Currently deletion of linkerd from an k8s cluster is done via the linkerd install --ignore-cluster command. This has worked so far but after the work carried out in #3600, some questions emerged. Namely, the previous command relies on the fact that we can generate a yaml file that is identical to the one used by the installation phase. In certain scenarios, when we cannot ignore the cluster and we need to fetch some data from it to generate the file (i.e. using --external-issuer=true and fetching the trust anchors from a secret) the standard approach simply does not work.
I think what we need to have is a generic linkerd delete/uninstall/any-other-suitable-name command that will simply generate a yaml file that can be used to delete the linkerd resources from the k8s cluster. This command should work even if there is no connection to the cluster.
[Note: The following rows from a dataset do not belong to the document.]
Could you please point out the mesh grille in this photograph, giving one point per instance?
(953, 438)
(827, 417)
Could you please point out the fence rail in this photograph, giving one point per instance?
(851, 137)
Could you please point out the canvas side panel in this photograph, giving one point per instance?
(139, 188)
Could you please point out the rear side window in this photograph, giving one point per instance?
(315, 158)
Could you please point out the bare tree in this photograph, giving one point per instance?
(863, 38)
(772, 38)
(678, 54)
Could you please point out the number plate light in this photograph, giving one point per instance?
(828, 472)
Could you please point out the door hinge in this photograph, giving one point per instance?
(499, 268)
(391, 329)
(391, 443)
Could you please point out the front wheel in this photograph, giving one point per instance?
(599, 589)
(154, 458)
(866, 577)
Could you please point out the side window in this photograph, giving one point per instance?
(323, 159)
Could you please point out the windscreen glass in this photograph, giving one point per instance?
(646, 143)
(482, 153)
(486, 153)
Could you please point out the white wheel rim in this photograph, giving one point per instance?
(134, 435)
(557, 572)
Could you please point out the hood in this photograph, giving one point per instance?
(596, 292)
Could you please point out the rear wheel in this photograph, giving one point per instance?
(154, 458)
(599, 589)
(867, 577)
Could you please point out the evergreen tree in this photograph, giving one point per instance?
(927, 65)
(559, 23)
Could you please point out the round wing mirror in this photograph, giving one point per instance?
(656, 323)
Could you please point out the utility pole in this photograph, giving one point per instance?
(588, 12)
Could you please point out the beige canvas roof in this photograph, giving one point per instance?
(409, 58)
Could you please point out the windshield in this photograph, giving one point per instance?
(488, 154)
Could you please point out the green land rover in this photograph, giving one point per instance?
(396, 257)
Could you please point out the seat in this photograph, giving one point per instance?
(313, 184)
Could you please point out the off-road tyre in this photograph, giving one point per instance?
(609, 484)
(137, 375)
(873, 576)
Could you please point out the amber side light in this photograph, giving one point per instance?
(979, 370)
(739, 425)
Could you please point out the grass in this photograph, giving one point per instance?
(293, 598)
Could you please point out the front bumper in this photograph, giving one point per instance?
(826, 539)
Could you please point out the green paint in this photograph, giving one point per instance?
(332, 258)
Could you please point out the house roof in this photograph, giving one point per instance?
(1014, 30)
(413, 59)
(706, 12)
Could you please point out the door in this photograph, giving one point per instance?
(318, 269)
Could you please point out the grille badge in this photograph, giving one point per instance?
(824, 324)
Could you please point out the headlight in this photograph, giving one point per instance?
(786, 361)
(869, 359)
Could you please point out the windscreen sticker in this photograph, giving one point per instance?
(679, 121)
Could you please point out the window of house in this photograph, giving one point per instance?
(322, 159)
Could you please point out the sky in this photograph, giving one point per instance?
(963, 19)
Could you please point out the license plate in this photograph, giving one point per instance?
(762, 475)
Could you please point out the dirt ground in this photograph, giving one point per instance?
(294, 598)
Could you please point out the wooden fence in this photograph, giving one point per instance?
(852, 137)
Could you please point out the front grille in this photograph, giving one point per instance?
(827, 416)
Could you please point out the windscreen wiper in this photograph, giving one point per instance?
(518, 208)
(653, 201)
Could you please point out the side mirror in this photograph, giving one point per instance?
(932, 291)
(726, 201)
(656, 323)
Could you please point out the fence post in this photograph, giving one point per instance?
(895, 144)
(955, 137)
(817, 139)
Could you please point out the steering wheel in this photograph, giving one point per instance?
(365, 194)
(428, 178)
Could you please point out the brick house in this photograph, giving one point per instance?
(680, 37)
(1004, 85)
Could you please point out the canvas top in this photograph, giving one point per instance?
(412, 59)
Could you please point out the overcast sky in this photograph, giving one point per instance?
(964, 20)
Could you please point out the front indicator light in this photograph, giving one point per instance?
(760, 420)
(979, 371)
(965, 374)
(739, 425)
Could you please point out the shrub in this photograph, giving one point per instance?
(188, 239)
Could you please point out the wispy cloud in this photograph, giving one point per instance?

Should it actually be a text only command that outputs the minimum yaml needed to do kubectl delete and get rid of linkerd or it should actually talk to the cluster and perform the whole deletion ?
If its a just yaml command, does it make sense to have a separate helm chart for it?
Are there any edge cases we need to think about (i.e. having a iiexternal-issuer flag that leaved the namespace alone once #3600 is merged?)
cc @grampelberg
Should it actually be a text only command that outputs the minimum yaml needed to do kubectl delete and get rid of linkerd or it should actually talk to the cluster and perform the whole deletion ?
So far, we don't modify the cluster at all. I think it makes sense to do that still. Maybe linkerd delete should output just the component names instead of all the YAML?
If its a just yaml command, does it make sense to have a separate helm chart for it?
Hmm, with helm, it'd just be helm delete and that would clean everything up, right?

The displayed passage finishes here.